2018年終盤では一時1バレル40ドルを割れる寸前まで下落した原油価格が、3月下旬現在では60ドルを回復する動きを見せている。
OPECによる減産継続を背景に需給改善期待が高まっていることが大きな要因として挙げられる。
原油高は日本株にプラス? マイナス?

原油相場が上昇する際にはセットで景気回復期待が高まり、株価が上昇する場合がある。
エネルギーの大半を輸入に頼る日本にとっては、原油高はコスト高につながる要因となり、日本企業の業績にとっては直接的にはネガティブに作用する。
株式市場でも、その点を踏まえてか空運や、タイヤメーカーが属するゴム製品などのセクターは軟調な推移となっている。
原油高は消費減退につながる懸念あり
原油高はデフレマインドの改善につながるという側面はある。
物価上昇率が日銀の目標とする2%になかなか届かない理由の一つにも原油安が挙げられるケースが多い。
ただ、賃金の上昇度合いが緩慢な中で国民の財布のひもはなかなか緩んでいない。
今後、コスト高を商品やサービス価格に反映せざるを得ないような事態が生じた場合は、その分野に関して消費減退の動きが強まる懸念がある。
また、原油は商品市場の中では流動性が高くボラティリティーも大きい上に、実体経済への影響も小さくない。
過去には止まらない原油の上昇がガソリン高につながり、ガソリンスタンドに大行列ができるといった事態も生じた。

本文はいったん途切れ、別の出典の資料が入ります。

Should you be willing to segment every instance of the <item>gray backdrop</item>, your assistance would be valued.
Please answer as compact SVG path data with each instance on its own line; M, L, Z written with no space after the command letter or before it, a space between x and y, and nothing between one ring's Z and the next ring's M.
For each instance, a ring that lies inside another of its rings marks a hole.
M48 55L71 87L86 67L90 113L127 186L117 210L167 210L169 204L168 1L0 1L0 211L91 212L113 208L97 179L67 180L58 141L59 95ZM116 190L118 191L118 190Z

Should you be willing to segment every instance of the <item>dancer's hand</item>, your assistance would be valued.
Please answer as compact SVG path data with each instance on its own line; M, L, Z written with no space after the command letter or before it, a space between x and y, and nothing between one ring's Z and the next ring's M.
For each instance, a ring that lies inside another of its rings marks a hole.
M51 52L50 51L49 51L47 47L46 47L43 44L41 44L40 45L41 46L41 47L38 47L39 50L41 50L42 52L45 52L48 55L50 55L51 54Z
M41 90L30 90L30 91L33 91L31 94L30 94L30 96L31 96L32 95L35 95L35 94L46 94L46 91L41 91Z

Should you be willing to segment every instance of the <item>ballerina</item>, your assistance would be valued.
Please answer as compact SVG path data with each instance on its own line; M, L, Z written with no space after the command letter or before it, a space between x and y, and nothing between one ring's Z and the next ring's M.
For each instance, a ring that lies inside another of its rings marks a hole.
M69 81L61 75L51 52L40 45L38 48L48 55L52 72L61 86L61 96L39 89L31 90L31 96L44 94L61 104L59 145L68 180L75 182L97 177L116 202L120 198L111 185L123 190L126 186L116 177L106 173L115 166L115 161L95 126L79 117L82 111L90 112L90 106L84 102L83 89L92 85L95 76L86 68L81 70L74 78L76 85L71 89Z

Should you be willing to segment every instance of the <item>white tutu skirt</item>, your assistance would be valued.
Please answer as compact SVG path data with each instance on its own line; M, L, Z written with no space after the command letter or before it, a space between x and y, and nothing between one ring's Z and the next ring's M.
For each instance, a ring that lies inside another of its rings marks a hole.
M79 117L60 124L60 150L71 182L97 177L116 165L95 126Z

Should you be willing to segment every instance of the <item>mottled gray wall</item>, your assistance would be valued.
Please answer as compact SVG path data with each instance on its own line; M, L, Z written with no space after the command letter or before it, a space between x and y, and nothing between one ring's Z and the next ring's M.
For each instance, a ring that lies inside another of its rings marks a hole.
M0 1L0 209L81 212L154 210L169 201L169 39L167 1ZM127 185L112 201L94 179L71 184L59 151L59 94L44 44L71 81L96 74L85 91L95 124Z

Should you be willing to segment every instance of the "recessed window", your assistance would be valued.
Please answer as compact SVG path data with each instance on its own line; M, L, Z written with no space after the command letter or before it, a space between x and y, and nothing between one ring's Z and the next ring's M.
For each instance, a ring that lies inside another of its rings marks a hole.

コスト高によるインフレは「コストプッシュ・インフレ」ともいわれるが、これによる物価上昇の結果、デフレが長期化するといった展開も十分想定される。

あくまで需要拡大による景気拡大を見据えよう
原油高というのはグローバル市場のリスクオンの象徴ではあるが、日本経済にとってメリットが多いというとそうではない。
産油国の動向や原油価格の持つ特性から考えると、原油価格はさらに上昇するような展開もあり得る。
市場参加者の期待感によっては日本株相場にとって原油高がポジティブに作用する局面があるが、今後原油価格の上昇が急になると、産油国以外にとってはデメリットも大きくなり、日本企業に想定していないネガティブシナリオが浮上する可能性もある。
足元の原油高を受けた株価上昇で資産が増えるのは大いに結構だ。
しかし、一方でコスト高によるインフレではなく需要拡大に伴う「ディマンドプル・インフレ」によって企業の業績が伸び、日本経済が拡大するのかどうかという視点を常に持ち、原油相場と株式市場の動きを見るべきと考える。≪原油価格情報 東証業種騰落情報≫(執筆者:高橋 清志)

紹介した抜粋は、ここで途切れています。